Когда в Нью-Вае строили новую Епископальную церковь (смотри примечание к строке 549), бульдозеры пощадили череду этих священных дерев, высаженных в кампусе в конце так называемой Шекспировой аллеи гениальным ландшафтным архитектором (Репбургом). Не знаю, существенно это или нет, но во второй строке наличествует игра в кошки-мышки, а «дерево» по-земблянски — «grados» .

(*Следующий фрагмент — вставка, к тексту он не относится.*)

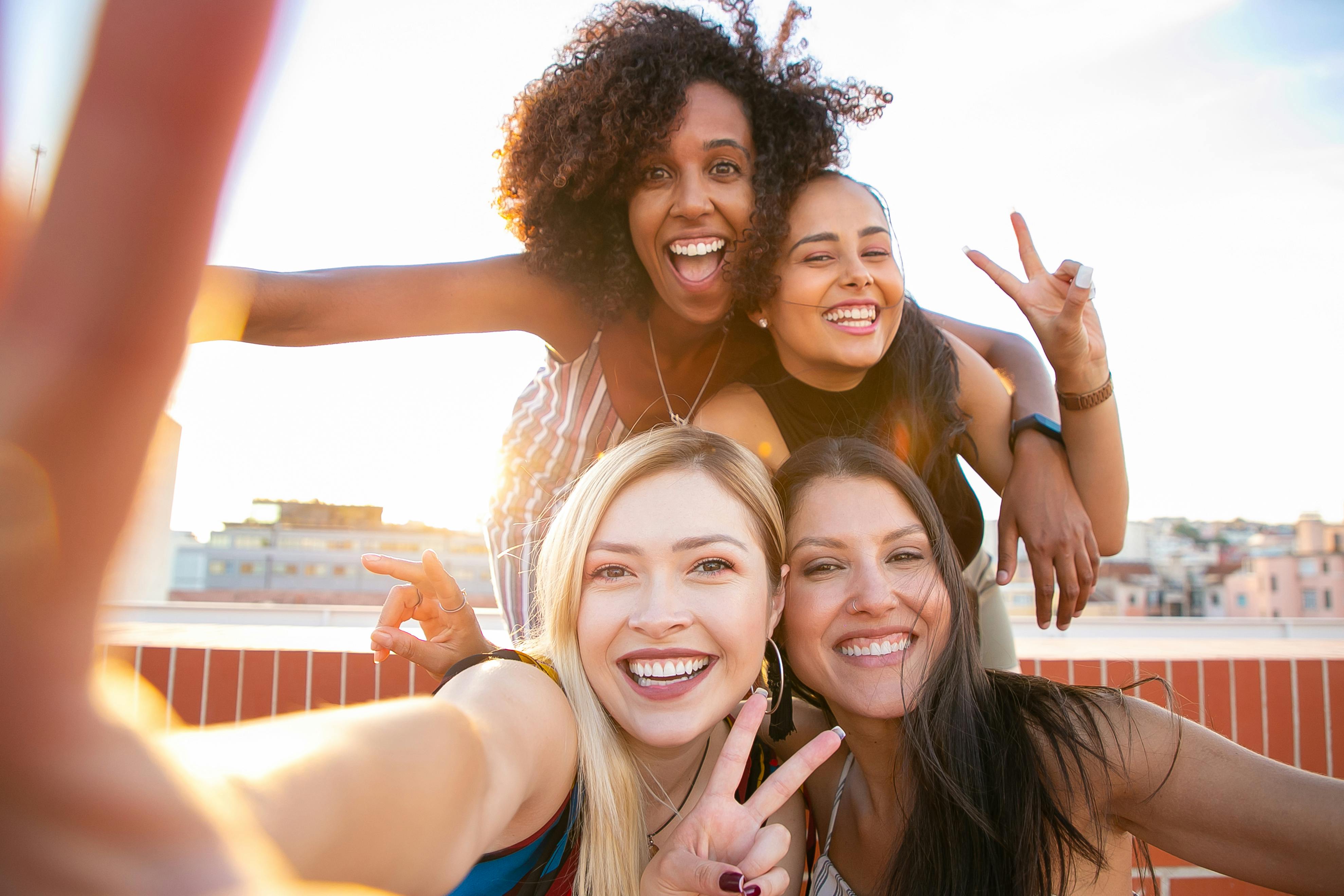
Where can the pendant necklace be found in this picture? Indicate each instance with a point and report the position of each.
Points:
(676, 420)
(676, 813)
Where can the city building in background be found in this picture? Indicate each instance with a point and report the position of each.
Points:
(1178, 567)
(310, 553)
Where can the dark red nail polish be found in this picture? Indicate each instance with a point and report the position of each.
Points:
(732, 883)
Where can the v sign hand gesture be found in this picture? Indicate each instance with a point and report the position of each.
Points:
(432, 598)
(721, 845)
(1059, 309)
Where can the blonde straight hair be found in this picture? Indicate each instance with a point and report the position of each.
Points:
(613, 845)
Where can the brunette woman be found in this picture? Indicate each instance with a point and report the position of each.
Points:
(855, 356)
(643, 171)
(959, 780)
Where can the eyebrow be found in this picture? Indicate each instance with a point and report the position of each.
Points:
(820, 542)
(701, 541)
(829, 237)
(726, 142)
(685, 545)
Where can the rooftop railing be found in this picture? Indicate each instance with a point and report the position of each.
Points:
(1272, 685)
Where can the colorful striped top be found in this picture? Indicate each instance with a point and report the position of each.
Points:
(562, 422)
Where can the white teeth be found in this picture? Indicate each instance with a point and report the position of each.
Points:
(670, 672)
(853, 316)
(878, 649)
(700, 249)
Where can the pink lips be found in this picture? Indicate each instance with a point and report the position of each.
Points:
(669, 691)
(857, 331)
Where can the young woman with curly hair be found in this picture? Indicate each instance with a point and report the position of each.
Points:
(647, 174)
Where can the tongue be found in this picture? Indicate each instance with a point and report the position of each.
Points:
(697, 268)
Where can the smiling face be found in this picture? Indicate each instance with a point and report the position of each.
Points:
(867, 610)
(693, 203)
(840, 292)
(675, 609)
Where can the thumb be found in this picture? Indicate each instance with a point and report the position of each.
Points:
(431, 657)
(685, 872)
(1080, 292)
(1007, 550)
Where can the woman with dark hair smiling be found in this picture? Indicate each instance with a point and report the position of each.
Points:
(961, 780)
(647, 174)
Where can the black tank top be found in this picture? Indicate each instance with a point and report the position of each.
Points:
(804, 414)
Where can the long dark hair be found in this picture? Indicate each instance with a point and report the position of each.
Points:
(1003, 768)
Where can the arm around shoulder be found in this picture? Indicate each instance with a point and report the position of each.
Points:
(740, 413)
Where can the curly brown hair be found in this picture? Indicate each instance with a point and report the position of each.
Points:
(577, 133)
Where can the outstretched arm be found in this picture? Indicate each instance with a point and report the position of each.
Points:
(1041, 503)
(1062, 315)
(323, 785)
(1213, 803)
(355, 304)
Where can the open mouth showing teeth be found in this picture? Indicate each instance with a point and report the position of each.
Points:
(875, 648)
(667, 672)
(853, 315)
(697, 261)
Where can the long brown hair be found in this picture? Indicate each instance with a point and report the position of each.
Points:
(1003, 766)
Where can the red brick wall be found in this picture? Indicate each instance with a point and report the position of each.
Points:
(1289, 710)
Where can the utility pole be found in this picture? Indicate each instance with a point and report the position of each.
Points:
(38, 152)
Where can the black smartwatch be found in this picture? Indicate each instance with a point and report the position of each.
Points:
(1038, 422)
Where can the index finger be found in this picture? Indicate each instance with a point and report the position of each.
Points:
(737, 749)
(1026, 249)
(411, 571)
(785, 781)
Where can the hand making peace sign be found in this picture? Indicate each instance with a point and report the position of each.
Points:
(432, 598)
(1059, 309)
(721, 845)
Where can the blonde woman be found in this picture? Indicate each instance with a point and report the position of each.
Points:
(659, 584)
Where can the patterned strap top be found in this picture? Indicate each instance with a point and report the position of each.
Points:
(545, 863)
(826, 879)
(562, 422)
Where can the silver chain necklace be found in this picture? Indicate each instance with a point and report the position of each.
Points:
(682, 421)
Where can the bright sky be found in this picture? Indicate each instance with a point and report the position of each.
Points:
(1191, 151)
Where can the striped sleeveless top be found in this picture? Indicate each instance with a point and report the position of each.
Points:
(826, 879)
(562, 422)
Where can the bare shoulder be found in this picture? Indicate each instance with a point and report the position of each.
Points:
(740, 413)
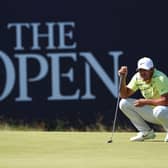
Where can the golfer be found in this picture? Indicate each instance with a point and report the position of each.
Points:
(153, 107)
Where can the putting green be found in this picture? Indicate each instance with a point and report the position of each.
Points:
(19, 149)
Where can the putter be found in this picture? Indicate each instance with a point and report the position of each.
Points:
(116, 111)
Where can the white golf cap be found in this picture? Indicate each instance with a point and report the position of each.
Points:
(145, 63)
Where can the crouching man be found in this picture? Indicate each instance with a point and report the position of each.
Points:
(153, 107)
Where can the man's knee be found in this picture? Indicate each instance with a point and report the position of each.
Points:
(123, 103)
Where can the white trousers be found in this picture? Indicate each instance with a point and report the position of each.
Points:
(139, 115)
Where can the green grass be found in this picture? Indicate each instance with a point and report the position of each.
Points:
(30, 149)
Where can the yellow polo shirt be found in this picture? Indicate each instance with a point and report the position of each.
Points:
(157, 87)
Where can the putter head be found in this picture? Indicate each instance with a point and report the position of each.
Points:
(109, 141)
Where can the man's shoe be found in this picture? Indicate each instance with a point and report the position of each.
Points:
(141, 136)
(166, 138)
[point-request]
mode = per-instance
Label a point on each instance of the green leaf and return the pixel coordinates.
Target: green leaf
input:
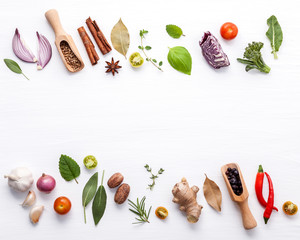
(274, 34)
(14, 67)
(174, 31)
(68, 168)
(180, 59)
(99, 203)
(89, 191)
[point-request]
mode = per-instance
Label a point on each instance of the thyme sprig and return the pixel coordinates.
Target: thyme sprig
(153, 177)
(152, 60)
(140, 211)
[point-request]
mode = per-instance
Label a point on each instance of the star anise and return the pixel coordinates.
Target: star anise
(112, 66)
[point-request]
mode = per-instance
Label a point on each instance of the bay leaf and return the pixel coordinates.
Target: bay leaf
(274, 34)
(99, 203)
(89, 191)
(212, 194)
(120, 38)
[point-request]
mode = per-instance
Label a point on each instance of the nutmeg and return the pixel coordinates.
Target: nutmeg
(115, 180)
(122, 193)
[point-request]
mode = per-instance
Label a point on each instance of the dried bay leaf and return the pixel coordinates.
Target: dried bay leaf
(212, 194)
(120, 38)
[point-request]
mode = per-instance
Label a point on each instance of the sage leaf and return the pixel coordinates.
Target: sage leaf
(120, 38)
(274, 34)
(89, 191)
(14, 67)
(99, 203)
(68, 168)
(212, 194)
(174, 31)
(180, 59)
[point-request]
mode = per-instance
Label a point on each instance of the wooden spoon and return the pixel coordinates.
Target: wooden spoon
(249, 221)
(60, 36)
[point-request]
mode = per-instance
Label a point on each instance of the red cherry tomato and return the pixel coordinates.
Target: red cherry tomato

Строка 57: Качелей дочкиных колышется фантом
В черновике Шейд легонько перечеркнул следующие за этим строки:
Длинна у лампы шея, свет лучист,
Ключи во всех дверях. Строитель-прогрессист
И психоаналитик договор
Скрепили в наши дни: да ни один запор
Не осквернит дверей отцовской спальни
И материнской тож, чтоб, ныне беспечальный,
Грядущих знахарей грядущий пациент,
Назад оборотясь, отыскивал в момент
«Исконной» именуемую сцену.
Строка 61: Антенны скрепка
Автор во всех прочих отношениях пустого и несколько глуповатого некролога, упоминаемого мною в заметках к строкам 71–72, цитирует найденное в рукописи стихотворение (полученное от Сибил Шейд), о котором говорится, что оно было «создано поэтом, по всей видимости, в конце июня, а значит менее чем за месяц до кончины поэта, и значит является последним из мелких произведений, написанных нашим поэтом».
Вот это стихотворение:
Качели
Закатный блеск, края огромных скрепок
Телеантенн воспламенивший слепо
На крыше;
И ручки тень дверной, лежащей, удлинясь
Бейсбольной битою, в вечерний час
На двери;
И кардинал, что вечером сидит,
Твердя свое «чу-дит, чу-дит, чу-дит»,
На древе;
И брошенных качелей жалкий вид
Под деревом; вот что меня томит
Невыносимо.
Я оставляю за читателем моего поэта право судить, возможно ли, чтобы он написал эту миниатюру всего за несколько дней до того, как повторить ее темы в настоящей части своей поэмы. Я подозреваю, что мы имеем здесь раннюю попытку (год не выставлен, но можно датировать ее временем, близким к кончине дочери), которую Шейд откопал среди старых бумаг, отыскивая что-либо, пригодное для «Бледного пламени» (поэмы, неведомой нашему некрологисту).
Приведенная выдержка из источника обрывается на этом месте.